What If You Can’t Afford “A Room of One’s Own”? - bryanrasmussen
https://electricliterature.com/what-if-you-cant-afford-a-room-of-one-s-own-120806c0becc
======
caymanjim
> Now a new generation of writers are confronting ever lower and less reliable
> payment for articles, stingier advances for books, fewer jobs, and smaller
> royalty checks. A host of new threats to writers’ livelihoods, from internet
> piracy to the slow-motion collapse of the academic job market, means ever
> fewer writers are making a middle-class wage.

I'm not sure I buy the premise. I think there are a lot more wannabe writers
now, because anyone can publish online for free. There are far, far more
writers getting paid today than there were decades ago, when there simply
wasn't as much media in general.

I'm sure the average payment per work product has gone down, if you're
including all the new media.
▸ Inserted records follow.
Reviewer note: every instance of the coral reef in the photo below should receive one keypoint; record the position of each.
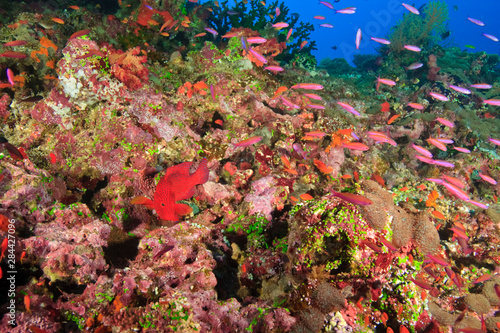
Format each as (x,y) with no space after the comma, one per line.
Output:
(322,201)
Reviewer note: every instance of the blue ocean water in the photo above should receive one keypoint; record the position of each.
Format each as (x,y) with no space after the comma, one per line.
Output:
(376,17)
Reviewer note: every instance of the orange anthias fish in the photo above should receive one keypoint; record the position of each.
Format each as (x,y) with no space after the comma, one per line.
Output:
(177,184)
(386,107)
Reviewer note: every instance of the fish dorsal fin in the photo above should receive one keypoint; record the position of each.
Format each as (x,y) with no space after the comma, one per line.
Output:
(141,200)
(182,209)
(182,169)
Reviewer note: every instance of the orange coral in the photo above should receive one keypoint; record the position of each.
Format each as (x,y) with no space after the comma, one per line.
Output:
(190,89)
(45,42)
(128,67)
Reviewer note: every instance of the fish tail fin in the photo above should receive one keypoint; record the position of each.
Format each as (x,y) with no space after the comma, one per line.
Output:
(182,209)
(141,200)
(201,174)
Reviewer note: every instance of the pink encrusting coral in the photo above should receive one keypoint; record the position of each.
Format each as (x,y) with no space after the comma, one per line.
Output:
(267,208)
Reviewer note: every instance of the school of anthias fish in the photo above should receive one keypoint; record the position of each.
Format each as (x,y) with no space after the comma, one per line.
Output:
(147,195)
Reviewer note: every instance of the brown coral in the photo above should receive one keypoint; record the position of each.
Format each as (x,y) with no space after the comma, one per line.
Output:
(425,234)
(128,67)
(477,303)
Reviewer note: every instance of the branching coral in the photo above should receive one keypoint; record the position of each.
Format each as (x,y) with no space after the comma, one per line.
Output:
(260,18)
(420,29)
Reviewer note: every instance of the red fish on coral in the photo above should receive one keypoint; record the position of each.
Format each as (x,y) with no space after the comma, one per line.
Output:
(386,107)
(177,184)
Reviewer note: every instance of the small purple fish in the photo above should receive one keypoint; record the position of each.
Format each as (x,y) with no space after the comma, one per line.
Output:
(478,204)
(460,89)
(212,92)
(248,142)
(381,40)
(415,65)
(475,21)
(443,163)
(274,68)
(439,97)
(244,43)
(495,102)
(494,141)
(359,35)
(256,40)
(446,122)
(326,3)
(462,150)
(259,56)
(481,86)
(413,48)
(310,86)
(493,38)
(289,103)
(348,10)
(315,106)
(10,76)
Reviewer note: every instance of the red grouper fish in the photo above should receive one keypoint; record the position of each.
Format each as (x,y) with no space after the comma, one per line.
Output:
(177,184)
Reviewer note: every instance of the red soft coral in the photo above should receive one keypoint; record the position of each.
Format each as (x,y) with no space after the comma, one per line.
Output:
(128,67)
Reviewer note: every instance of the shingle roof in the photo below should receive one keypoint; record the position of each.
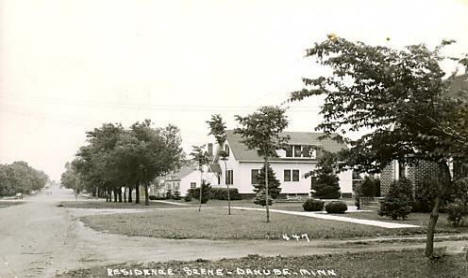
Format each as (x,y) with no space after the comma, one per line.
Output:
(182,172)
(459,87)
(242,153)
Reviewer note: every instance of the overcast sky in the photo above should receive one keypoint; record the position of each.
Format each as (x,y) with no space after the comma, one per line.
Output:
(69,66)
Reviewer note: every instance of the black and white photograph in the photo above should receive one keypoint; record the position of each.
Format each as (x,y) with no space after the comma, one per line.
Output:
(233,138)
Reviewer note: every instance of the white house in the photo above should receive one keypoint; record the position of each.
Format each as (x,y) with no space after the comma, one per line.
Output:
(300,157)
(188,176)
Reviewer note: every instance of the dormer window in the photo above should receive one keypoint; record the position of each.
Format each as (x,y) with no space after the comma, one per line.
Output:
(297,151)
(300,151)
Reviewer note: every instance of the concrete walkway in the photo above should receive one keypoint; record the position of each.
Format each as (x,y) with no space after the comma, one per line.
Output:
(169,202)
(321,215)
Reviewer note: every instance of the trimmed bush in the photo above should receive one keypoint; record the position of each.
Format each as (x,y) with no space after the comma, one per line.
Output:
(456,212)
(261,198)
(176,195)
(336,207)
(221,193)
(169,194)
(313,205)
(397,202)
(188,198)
(206,193)
(370,187)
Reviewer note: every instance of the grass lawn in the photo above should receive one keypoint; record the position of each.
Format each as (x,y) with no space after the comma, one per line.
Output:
(213,223)
(4,204)
(111,205)
(365,265)
(415,218)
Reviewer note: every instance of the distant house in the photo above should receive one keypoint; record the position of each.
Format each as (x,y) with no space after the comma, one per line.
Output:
(240,168)
(188,176)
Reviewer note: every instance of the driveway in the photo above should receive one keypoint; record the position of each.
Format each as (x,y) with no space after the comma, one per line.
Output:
(39,239)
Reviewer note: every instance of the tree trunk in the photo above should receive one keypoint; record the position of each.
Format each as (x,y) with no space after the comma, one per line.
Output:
(201,186)
(266,190)
(146,195)
(429,252)
(137,194)
(229,194)
(401,170)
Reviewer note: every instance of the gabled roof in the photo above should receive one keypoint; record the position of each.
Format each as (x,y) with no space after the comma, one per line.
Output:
(242,153)
(459,87)
(183,171)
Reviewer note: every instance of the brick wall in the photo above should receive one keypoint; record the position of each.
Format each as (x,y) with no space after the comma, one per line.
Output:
(386,178)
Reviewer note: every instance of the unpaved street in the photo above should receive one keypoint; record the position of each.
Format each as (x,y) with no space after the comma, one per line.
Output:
(39,239)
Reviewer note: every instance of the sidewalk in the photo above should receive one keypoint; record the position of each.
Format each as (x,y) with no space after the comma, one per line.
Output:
(321,215)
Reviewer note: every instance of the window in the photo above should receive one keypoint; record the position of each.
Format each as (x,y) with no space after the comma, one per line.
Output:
(254,175)
(297,150)
(287,175)
(229,177)
(295,175)
(291,175)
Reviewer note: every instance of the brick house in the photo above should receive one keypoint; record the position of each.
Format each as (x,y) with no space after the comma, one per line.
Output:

But do writers really get paid less for high-
quality content now? Does a bestselling book author today make less
(inflation-adjusted) than a bestselling book author did decades ago? Does a
weekly New York Times columnist make less?

The starving artist cliche is older than dirt. If an artist isn't successful,
it's usually because they're simply not good enough to attract a paying
audience. There's nothing wrong with this, and I think the only thing that's
changed is that the ease of publishing online means that everyone fancies
themselves a writer now.

------
ggm
The problem of art in a financially reductionist world feels like it's the
inherent contradiction between fierce independence of voice, coupled to
complete dependence on beneficent sources of money and living. Either arts go
back to paid journeymen and women and patrons determine what is made and for
whom. Or art is made by the independently wealthy elite.

Traditional and tribal and folk art is embedded in communal culture. You pay
art tax to cohere knowledge and appease the gods. Art is done for the self
satisfaction of arting.

I have read several versions of 'how do I start being a writer' and a common
thread is that if you aren't writing independently of any income or benefit,
you're probably asking the wrong question. How do I live off my writing is a
better question (the one posed here) and I don't know there is an answer.